Long COVID affects a substantial proportion of survivors of acute infection with severe acute respiratory syndrome-associated coronavirus-2 (SARS-CoV-2), who suffer a variety of symptoms that limit their quality of life and economic activity. Although the aetiology of long COVID is obscure, it appears to be a chronic inflammatory condition. Complement dysregulation is a prevalent feature of long COVID. Specifically, markers of classical, alternative, and terminal pathway activation are often elevated in patients with this condition.
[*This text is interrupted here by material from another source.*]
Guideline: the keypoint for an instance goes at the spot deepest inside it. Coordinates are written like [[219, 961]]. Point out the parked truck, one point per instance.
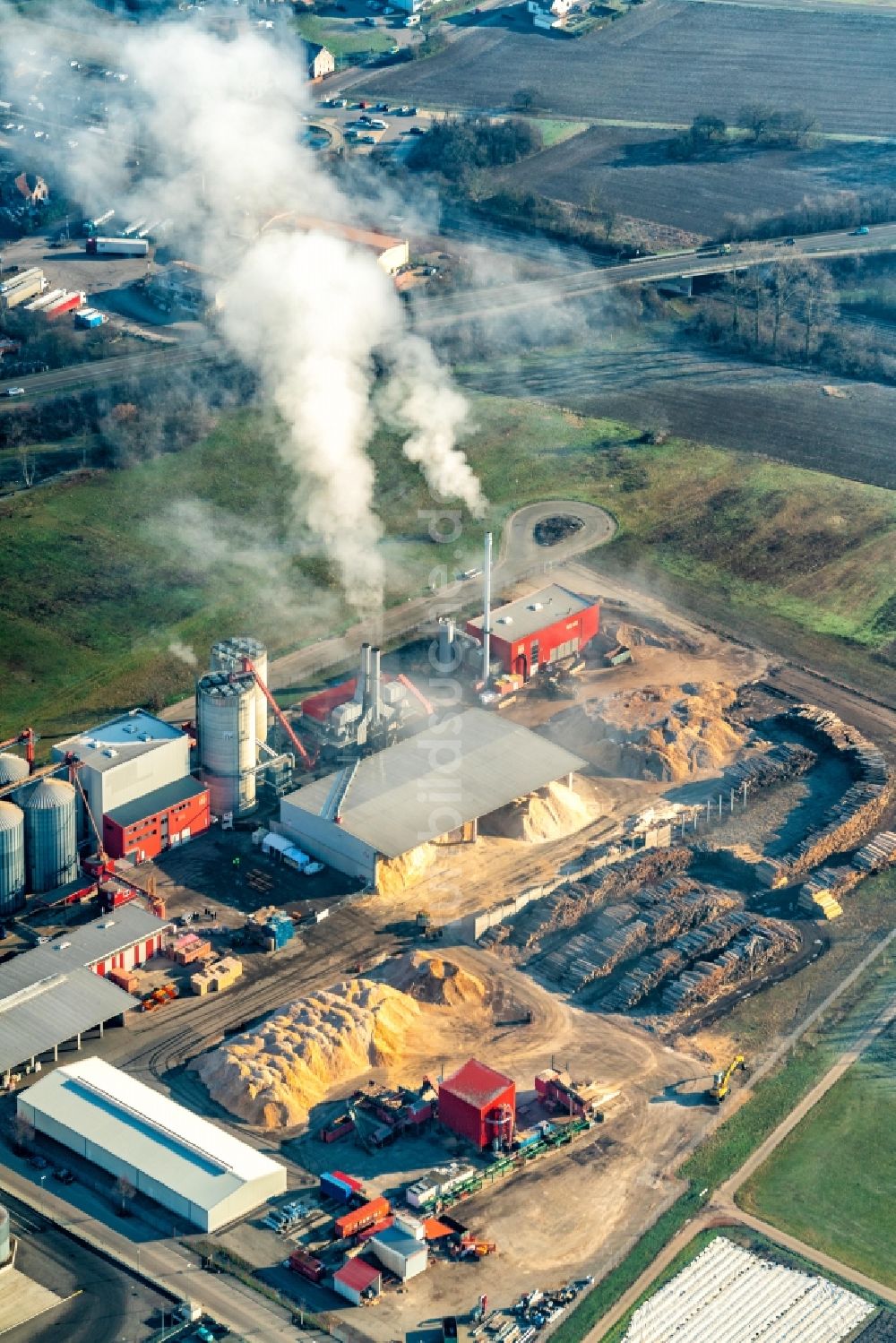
[[22, 293], [117, 246], [69, 303]]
Here, we used a sensitive assay for mannan-binding lectin-associated serine protease-2 (MASP-2)/C1Inh complexes to analyse lectin pathway activation in a previously characterised cohort of patients with long COVID (n = 159) and healthy convalescent individuals with no persistent symptoms after infection with SARS-CoV-2 (n = 76). The data were combined with those from the most predictive complement analytes identified previously to delineate potential biomarkers of long COVID. MASP-2/C1Inh complexes were significantly elevated in patients with long COVID (p = 0.0003). Generalised linear modelling further identified an optimal set of four markers, namely iC3b (alternative pathway), TCC (terminal pathway), MASP-2/C1Inh (lectin pathway), and the complement regulator properdin, which had a receiver operating characteristic predictive power of 0.796 (95% confidence interval = 0.664–0.905). Combinations of the classical pathway markers C4, C1q, and C1s/C1Inh were poorly predictive of long COVID. These findings demonstrate that activation of the lectin complement pathway, which occurs upstream of the alternative and terminal pathways and can be inhibited therapeutically, is a salient feature of long COVID.